Летописец живо выхватил из торбы свиток, расположил его на перилах и заскрипел пером. Старшой наконец-то объяснил Егору ситуацию.
Через четверть часа гортанные восточные крики стихли, оба персиянца молча покинули дом и направились к воротам Крупного Оптовища.
– Пущай самолично убедится, – одобрил книжник, не отрываясь от письма.
– Как мы их бросим? – спросил младший.
Иван рассердился:
– Ты им родственник, что ли? Или они тут по твоей вине оказались? Братан, ты лопушком не прикидывайся. Доброта глупой быть не должна. Неслух их предостерегал? Они не услышали. Вопрос закрыт.
Емельянов-старший знал, что полностью прав, но неуверенность, конечно же, осталась – так работает совесть человеческая. Младший дембель и вовсе отказывался понимать брата. Ефрейтор не представлял, как можно бросить людей, с которыми подружились: «Не по-русски это! Да и денежек с них взяли немало… А персиянцы-то небось домой хотят… Прямо как мы с Ваней!»
Близнец поставил жирную точку:
– Вообще, Неслух дал четкую вводную, Егор. Отсюда только вперед ногами. Можешь прибить этих олухов и выноси куда хочешь.
Старшой любил черный юмор.
Торгаши-Керим вернулся на постоялый двор совершенно другим человеком. Он не стал унывать, наоборот, купец развил злую деятельность. Сначала он гонял возниц и охранников, потом отчитал Абдур-ибн-Калыма за пустячный просчет на последних торгах.

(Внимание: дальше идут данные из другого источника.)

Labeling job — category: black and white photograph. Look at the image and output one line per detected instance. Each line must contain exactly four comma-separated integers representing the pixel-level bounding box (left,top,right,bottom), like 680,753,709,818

Исчерпав поводы злиться на других, толстый персиянец предался самобичеванию:
– Будь проклят тот час, когда я захотел стать купцом! Будь проклят тот день, когда я научился считать динарии! Будь проклят тот год, когда сложились хорошие условия для накопления моего первого богатства! Джинн дернул меня ехать в Рассею!
Здесь Торгаши резко осекся, утер расшитым рукавом влажные щеки, шмыгнул мясистым носом.

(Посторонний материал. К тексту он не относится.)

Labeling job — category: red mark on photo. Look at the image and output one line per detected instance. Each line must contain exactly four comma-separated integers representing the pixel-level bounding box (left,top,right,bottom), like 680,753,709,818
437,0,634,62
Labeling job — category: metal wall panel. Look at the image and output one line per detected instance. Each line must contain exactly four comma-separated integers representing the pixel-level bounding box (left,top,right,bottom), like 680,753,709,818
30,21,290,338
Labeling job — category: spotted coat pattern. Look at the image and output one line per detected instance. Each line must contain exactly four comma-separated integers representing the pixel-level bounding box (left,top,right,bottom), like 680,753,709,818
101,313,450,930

Дембеля, летописец и учетчик ждали, в какую крайность ударится купец в следующий момент. Персиянец полностью справился с нервами и заговорил с невероятным спокойствием:
– Я обязан вырваться из этого варварского узилища. Семья ждет меня в Хусейнобаде, сын – в Легендограде, а богатые прибыли – повсеместно.
– Мы поможем! – заверил Егор, сжимая здоровенные кулачищи, потом смутился, оглянулся на насупившегося брата. – Я. Я помогу. Обещаю.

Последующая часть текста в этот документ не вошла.